Arthur followed his pointing finger. Down amongst the sprawling masses a figure was moving --- or perhaps lurching would be a more accurate description. He appeared to be carrying something on his shoulder. As he lurched from prostrate form to prostrate form he seemed to wave whatever the something was at them in a drunken fashion. After a while he gave up the struggle and collapsed in a heap.
Arthur had no idea what this was meant to mean to him.
``Movie camera,'' said Ford. ``Recording the historic movement.''
``Well, I don't know about you,'' said Ford again after a moment, ``but I'm off.''
He sat a while in silence.
After a while this seemed to require comment.
``Er, when you say you're off, what do you mean exactly?'' said Arthur.
``Good question,'' said Ford, ``I'm getting total silence.''
Looking over his shoulder Arthur saw that he was twiddling with knobs on a small box. Ford had already introduced this box as a Sub-Etha Sens-O-Matic, but Arthur had merely nodded absently and not pursued the matter. In his mind the Universe still divided into two parts --- the Earth, and everything else. The Earth having been demolished to make way for a new hyperspace bypass meant that this view of things was a little lopsided, but Arthur tended to cling to that lopsidedness as being his last remaining contact with his home. Sub-Etha Sens-O-Matics belonged firmly in the ``everything else'' category.
``Not a sausage,'' said Ford, shaking the thing.
Sausage, thought Arthur to himself as he gazed listlessly at the primitive world about him, what I wouldn't give for a good Earth sausage.

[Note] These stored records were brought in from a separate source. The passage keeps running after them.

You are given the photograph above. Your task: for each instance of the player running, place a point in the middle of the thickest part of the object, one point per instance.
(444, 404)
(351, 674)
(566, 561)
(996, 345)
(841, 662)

``Would you believe,'' said Ford in exasperation, ``that there are no transmissions of any kind within light years of this benighted tip? Are you listening to me?''
``What?'' said Arthur.
``We're in trouble,'' said Ford.
``Oh,'' said Arthur. This sounded like month-old news to him.
``Until we pick up anything on this machine,'' said Ford, ``our chances of getting off this planet are zero. It may be some freak standing wave effect in the planet's magnetic field --- in which case we just travel round and round till we find a clear reception area. Coming?''
He picked up his gear and strode off.
Arthur looked down the hill. The man with the movie camera had struggled back up to his feet just in time to film one of his colleagues collapsing.
Arthur picked a blade of grass and strode off after Ford.